Ter sido realizado além do mais com rapidez, e por custo de produção baixíssimo, é outro feito de alto mérito. Apesar das dificuldades decorrentes da pandemia, incluindo a paralisia da produção audiovisual e o emperramento burocrático dos meios de apoio ao setor, Campos e a equipe de Mundo Novo demonstraram que fazer cinema independente pode ser uma atividade vital, ou seja, necessária para a manutenção da vida. A existência do filme reafirma o óbvio que tem sido desconsiderado – o exercício profissional, inclusive para artistas e técnicos, mulheres e homens, é um direito fundamental e condição de sobrevivência a ser garantida e respeitada.
Quanto ao filme em si, não lhe faltam qualidades específicas, sem as quais não passaria de um caso circunstancial instigante. Com apuro visual resultante da alta qualidade da fotografia em preto & branco de Rita Albano, locações bem escolhidas e elenco de talento formado com nomes pouco conhecidos, Mundo Novo oferece, como pano de fundo, visão realista de uma área circunscrita da Zona Sul do Rio de Janeiro, na qual o Vidigal e o Leblon, o morro e a planície, ambos diante do mar, se contrapõem também em termos sociais.
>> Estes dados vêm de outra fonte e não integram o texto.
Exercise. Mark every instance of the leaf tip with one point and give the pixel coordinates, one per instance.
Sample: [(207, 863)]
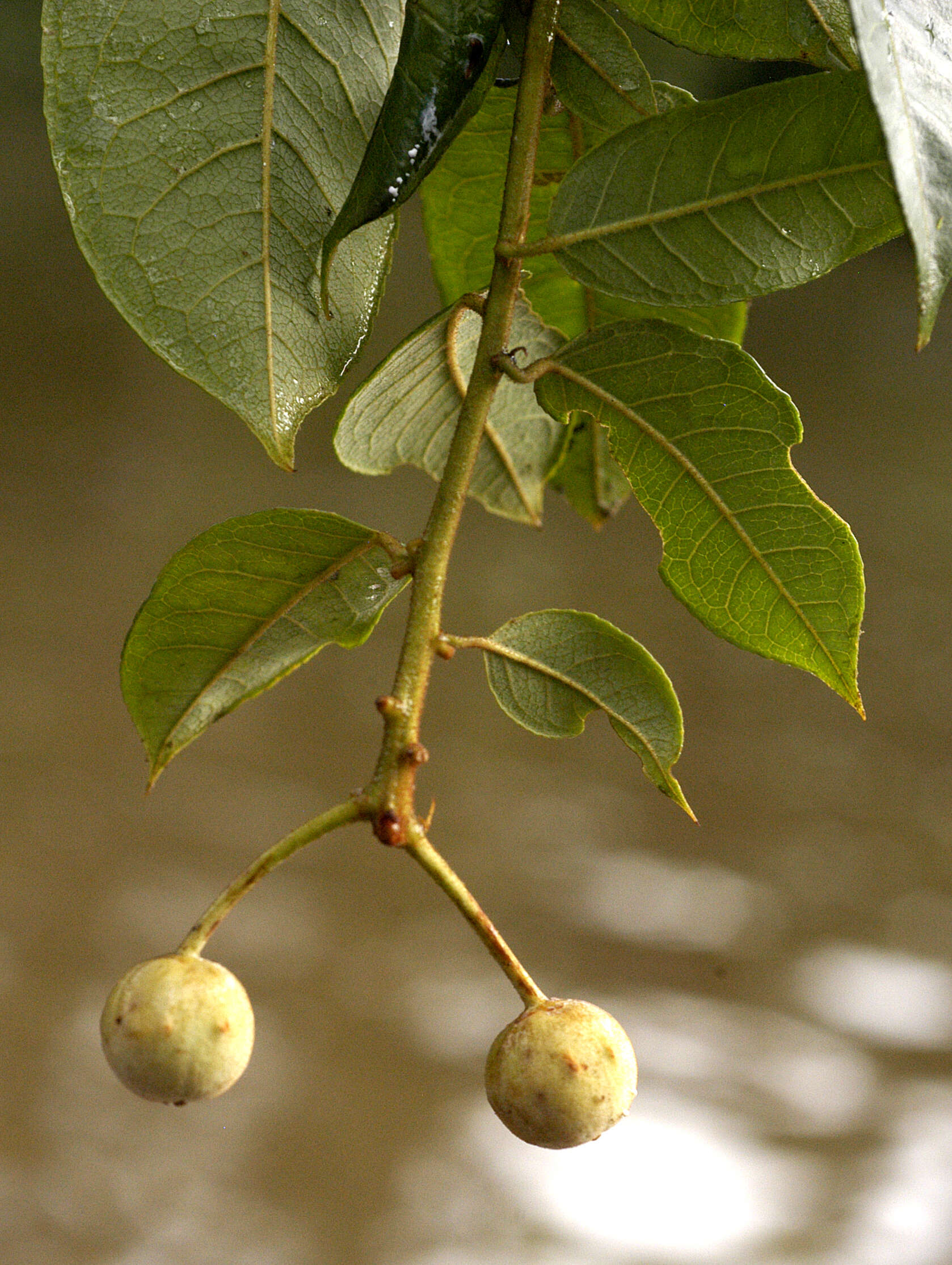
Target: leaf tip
[(676, 794)]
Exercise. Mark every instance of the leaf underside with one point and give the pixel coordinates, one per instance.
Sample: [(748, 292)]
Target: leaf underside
[(704, 439), (461, 204), (549, 669), (597, 71), (730, 199), (907, 51), (406, 414), (238, 609), (203, 149), (779, 31)]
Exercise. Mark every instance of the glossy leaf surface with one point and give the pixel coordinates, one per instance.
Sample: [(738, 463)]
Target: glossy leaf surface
[(907, 50), (461, 205), (704, 439), (730, 199), (407, 410), (238, 609), (551, 668), (203, 147), (774, 31), (595, 70)]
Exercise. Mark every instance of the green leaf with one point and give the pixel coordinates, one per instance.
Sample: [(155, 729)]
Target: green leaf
[(774, 31), (239, 608), (730, 199), (595, 70), (445, 68), (704, 439), (461, 204), (551, 668), (407, 410), (203, 147), (907, 50), (588, 475)]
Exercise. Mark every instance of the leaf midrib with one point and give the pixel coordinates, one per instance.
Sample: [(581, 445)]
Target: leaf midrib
[(719, 505), (266, 132), (562, 241), (489, 647), (298, 596)]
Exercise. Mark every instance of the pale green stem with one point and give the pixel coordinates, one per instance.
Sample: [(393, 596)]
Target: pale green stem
[(341, 815), (440, 870)]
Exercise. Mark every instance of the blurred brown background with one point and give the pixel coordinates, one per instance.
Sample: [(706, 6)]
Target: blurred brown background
[(785, 968)]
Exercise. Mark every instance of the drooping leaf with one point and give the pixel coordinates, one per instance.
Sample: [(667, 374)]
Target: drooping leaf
[(461, 204), (203, 147), (239, 608), (774, 31), (445, 68), (588, 475), (907, 50), (406, 414), (595, 70), (730, 199), (551, 668), (704, 439)]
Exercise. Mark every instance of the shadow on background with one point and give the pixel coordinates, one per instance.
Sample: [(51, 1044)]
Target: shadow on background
[(785, 968)]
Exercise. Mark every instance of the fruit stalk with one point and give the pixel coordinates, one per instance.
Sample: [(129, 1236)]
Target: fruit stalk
[(341, 815), (440, 870)]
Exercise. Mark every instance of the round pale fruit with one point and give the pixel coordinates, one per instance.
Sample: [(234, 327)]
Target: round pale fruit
[(561, 1074), (178, 1029)]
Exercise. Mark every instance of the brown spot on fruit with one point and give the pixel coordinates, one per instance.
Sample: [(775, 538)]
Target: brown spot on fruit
[(527, 1081)]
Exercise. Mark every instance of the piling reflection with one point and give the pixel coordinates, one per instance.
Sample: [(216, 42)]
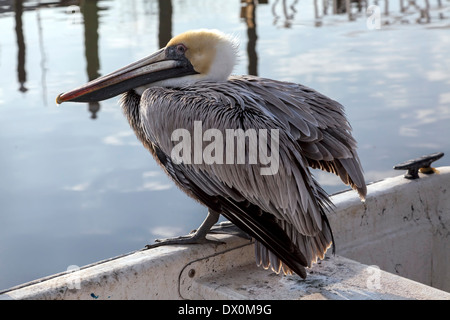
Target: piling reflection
[(248, 14), (285, 13), (165, 22), (89, 9), (21, 48)]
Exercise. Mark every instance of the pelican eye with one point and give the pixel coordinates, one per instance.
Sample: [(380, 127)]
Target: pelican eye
[(181, 48)]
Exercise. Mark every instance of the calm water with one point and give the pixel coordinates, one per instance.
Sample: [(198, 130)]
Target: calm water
[(77, 187)]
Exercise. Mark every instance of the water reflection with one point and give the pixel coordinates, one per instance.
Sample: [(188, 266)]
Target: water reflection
[(21, 72), (90, 20), (86, 190), (89, 9), (248, 14), (165, 22)]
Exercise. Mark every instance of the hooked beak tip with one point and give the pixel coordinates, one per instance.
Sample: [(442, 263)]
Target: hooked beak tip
[(58, 99)]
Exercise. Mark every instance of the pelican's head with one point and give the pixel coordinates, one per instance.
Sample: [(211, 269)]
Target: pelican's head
[(190, 57)]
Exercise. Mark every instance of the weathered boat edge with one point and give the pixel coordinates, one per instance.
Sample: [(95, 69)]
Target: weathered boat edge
[(227, 271)]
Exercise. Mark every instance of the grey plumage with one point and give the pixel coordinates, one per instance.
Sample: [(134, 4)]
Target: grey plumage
[(275, 209), (188, 82)]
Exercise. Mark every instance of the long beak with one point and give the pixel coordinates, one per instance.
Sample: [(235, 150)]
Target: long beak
[(156, 67)]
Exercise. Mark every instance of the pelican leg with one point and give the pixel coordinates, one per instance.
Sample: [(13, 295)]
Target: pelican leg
[(196, 237)]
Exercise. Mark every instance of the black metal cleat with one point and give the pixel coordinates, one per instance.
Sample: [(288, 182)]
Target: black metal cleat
[(423, 164)]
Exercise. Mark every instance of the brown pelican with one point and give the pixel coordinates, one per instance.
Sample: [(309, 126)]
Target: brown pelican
[(189, 81)]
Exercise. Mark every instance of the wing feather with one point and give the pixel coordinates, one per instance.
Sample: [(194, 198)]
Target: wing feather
[(285, 212)]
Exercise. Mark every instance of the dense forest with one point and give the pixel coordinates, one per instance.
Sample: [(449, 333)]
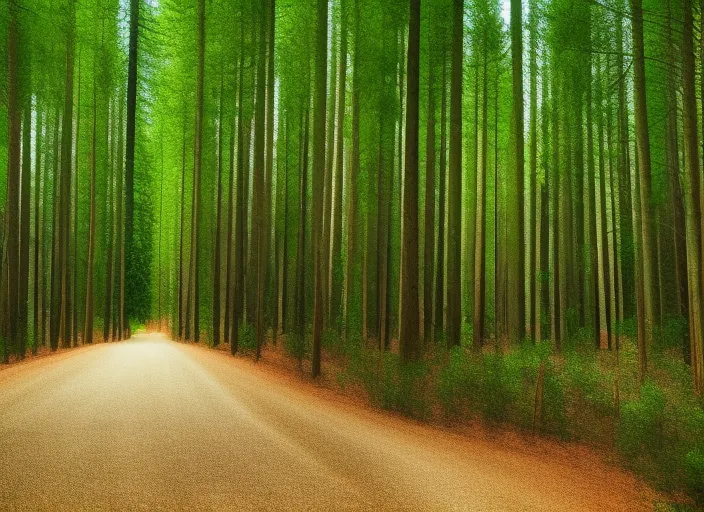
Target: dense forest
[(430, 187)]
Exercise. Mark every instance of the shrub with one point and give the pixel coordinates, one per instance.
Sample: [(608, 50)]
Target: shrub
[(694, 471), (247, 337), (404, 386), (554, 416), (457, 381), (499, 387), (640, 430)]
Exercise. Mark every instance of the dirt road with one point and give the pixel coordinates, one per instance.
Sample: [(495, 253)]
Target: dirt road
[(150, 424)]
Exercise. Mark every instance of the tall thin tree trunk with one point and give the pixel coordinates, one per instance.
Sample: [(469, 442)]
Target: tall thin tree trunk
[(643, 151), (336, 270), (218, 228), (438, 320), (109, 236), (692, 201), (88, 323), (238, 288), (23, 303), (533, 320), (605, 340), (65, 194), (194, 281), (11, 249), (454, 235), (544, 232), (118, 322), (429, 245), (410, 335), (259, 208), (38, 232), (129, 157), (318, 174), (518, 282), (74, 321), (480, 247)]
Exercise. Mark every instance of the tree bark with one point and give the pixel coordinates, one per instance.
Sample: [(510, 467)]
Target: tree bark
[(318, 174), (129, 157), (336, 270), (409, 337), (643, 151), (693, 201), (517, 331)]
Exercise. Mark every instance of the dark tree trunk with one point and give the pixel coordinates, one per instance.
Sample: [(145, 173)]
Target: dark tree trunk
[(410, 336), (440, 268), (454, 233), (318, 174), (336, 270), (429, 245), (517, 330), (129, 157)]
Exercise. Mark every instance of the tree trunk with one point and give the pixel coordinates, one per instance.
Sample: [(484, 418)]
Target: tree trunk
[(643, 151), (238, 288), (603, 341), (454, 235), (258, 207), (88, 324), (23, 305), (409, 337), (336, 270), (533, 318), (218, 229), (480, 247), (693, 201), (129, 168), (675, 189), (11, 247), (318, 174), (353, 222), (544, 232), (429, 245), (38, 233), (556, 310), (118, 321), (438, 320), (109, 239), (194, 281), (328, 177), (517, 331), (64, 259)]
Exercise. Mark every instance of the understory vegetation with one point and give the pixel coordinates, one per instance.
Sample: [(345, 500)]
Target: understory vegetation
[(480, 209)]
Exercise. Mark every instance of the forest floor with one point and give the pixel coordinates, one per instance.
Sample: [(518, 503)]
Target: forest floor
[(158, 425)]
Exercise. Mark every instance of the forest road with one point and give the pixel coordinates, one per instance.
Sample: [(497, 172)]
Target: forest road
[(150, 424)]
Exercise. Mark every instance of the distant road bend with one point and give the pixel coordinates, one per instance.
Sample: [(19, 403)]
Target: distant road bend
[(151, 424)]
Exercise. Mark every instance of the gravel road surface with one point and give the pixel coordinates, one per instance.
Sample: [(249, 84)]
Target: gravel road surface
[(151, 424)]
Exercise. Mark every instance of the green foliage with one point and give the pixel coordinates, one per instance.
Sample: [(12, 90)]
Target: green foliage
[(295, 345), (247, 337), (403, 387), (641, 423), (457, 382)]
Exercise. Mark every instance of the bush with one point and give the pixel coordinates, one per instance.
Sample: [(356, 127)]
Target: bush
[(554, 416), (247, 339), (499, 387), (640, 430), (694, 471), (589, 395), (457, 382), (405, 386)]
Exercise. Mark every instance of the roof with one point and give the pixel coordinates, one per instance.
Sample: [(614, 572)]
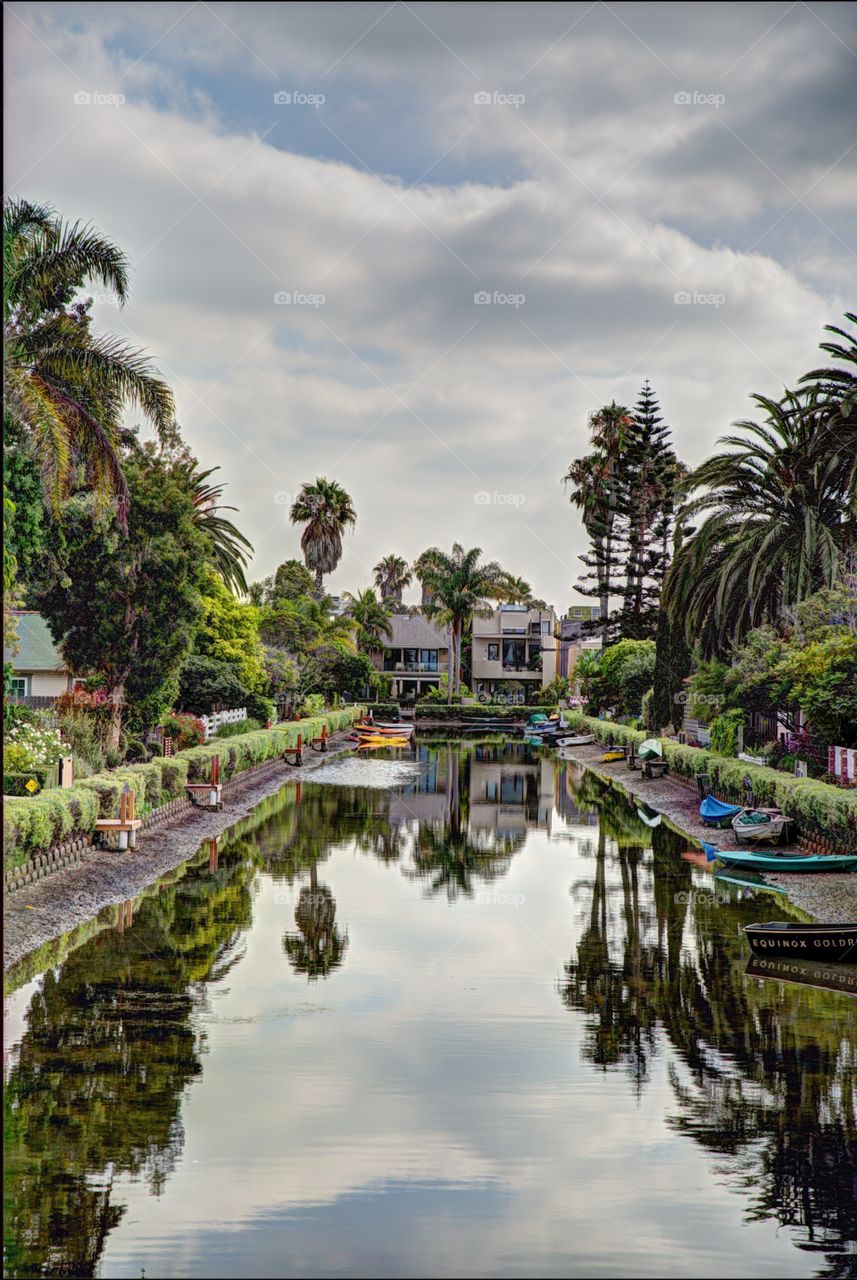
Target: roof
[(36, 647), (413, 631)]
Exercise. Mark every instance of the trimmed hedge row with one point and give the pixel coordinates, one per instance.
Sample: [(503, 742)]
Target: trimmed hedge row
[(816, 807), (33, 824)]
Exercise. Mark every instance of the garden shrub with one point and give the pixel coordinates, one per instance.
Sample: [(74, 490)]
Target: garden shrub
[(35, 823), (816, 807)]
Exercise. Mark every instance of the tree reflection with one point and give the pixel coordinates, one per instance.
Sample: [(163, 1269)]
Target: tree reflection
[(764, 1073), (97, 1083)]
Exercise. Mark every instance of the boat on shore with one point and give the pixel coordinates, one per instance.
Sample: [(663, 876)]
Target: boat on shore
[(787, 862), (715, 813), (760, 826), (833, 942)]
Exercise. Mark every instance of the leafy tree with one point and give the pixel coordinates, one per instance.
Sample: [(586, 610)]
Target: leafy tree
[(229, 631), (207, 682), (325, 511), (459, 588), (617, 677), (125, 608), (65, 387)]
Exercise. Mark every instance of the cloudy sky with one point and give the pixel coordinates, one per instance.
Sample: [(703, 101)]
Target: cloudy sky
[(413, 246)]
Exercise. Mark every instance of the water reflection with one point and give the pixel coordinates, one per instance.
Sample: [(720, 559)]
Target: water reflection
[(757, 1075)]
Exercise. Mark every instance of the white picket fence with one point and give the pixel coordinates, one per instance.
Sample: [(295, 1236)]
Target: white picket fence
[(218, 718)]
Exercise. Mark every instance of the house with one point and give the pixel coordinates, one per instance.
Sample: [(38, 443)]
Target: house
[(516, 647), (416, 656), (571, 627), (39, 670)]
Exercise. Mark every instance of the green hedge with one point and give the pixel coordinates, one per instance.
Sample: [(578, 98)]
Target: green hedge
[(35, 823), (816, 807)]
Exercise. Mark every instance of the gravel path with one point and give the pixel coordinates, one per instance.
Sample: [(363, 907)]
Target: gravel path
[(69, 897), (829, 896)]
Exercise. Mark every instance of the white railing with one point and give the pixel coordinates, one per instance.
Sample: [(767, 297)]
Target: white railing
[(218, 718)]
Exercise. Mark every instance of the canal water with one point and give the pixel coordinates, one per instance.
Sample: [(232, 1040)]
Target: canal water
[(461, 1013)]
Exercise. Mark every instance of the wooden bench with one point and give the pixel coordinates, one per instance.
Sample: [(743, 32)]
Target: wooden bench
[(125, 826), (210, 791)]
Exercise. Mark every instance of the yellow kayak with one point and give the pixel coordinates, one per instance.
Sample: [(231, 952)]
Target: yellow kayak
[(384, 741)]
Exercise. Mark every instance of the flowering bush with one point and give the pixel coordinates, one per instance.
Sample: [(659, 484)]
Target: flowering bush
[(184, 730), (28, 745)]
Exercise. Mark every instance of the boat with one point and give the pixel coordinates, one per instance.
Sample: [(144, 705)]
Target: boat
[(833, 942), (649, 816), (805, 973), (786, 862), (384, 740), (760, 824), (715, 813)]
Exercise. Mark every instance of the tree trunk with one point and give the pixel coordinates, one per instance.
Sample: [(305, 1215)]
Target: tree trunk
[(114, 726)]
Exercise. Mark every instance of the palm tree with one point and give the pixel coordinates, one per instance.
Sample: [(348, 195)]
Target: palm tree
[(229, 548), (67, 388), (392, 576), (596, 492), (517, 590), (459, 588), (371, 618), (325, 511), (778, 513)]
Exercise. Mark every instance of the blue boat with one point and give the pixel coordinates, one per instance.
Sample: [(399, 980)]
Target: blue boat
[(787, 862), (715, 813)]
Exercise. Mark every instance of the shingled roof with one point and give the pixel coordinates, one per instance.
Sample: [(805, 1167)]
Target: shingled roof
[(413, 631), (36, 648)]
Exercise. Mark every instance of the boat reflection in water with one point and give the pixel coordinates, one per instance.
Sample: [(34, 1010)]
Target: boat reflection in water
[(807, 973), (457, 1023)]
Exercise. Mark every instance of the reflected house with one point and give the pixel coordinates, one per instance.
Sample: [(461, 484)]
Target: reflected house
[(514, 647), (509, 795), (416, 656), (426, 800)]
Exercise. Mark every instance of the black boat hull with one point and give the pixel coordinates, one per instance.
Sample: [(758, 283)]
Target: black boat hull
[(826, 942)]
É nesse cenário que o pequeno grupo de personagens se movimenta, convive, conversa, diverge, concorda, discute, briga etc., instigados pelo desejo que Cons (Tati Villela), advogada, e Marcelo/Presto (Nino Batista), artista grafiteiro, têm de comprar um apartamento para morar no Leblon.
Quase tudo se passa no alto do Morro do Vidigal, onde fica o atraente casarão onde moram Charles (Kadu Garcia), que trabalha no mercado financeiro e é irmão mais velho de Marcelo/Presto, e Carlos (Paulo Giannini), livreiro. Com vários níveis, escadarias, muitos cômodos e terraços, o imóvel reflete o embate dos diversos pontos de vista e interesses dos integrantes do grupo, sem maniqueísmos, nem interpretações caricatas. Some-se a isso o final aberto, sem resolução, e nos vemos diante de uma estrutura dramática verdadeiramente moderna, pouco usual no nosso cinema.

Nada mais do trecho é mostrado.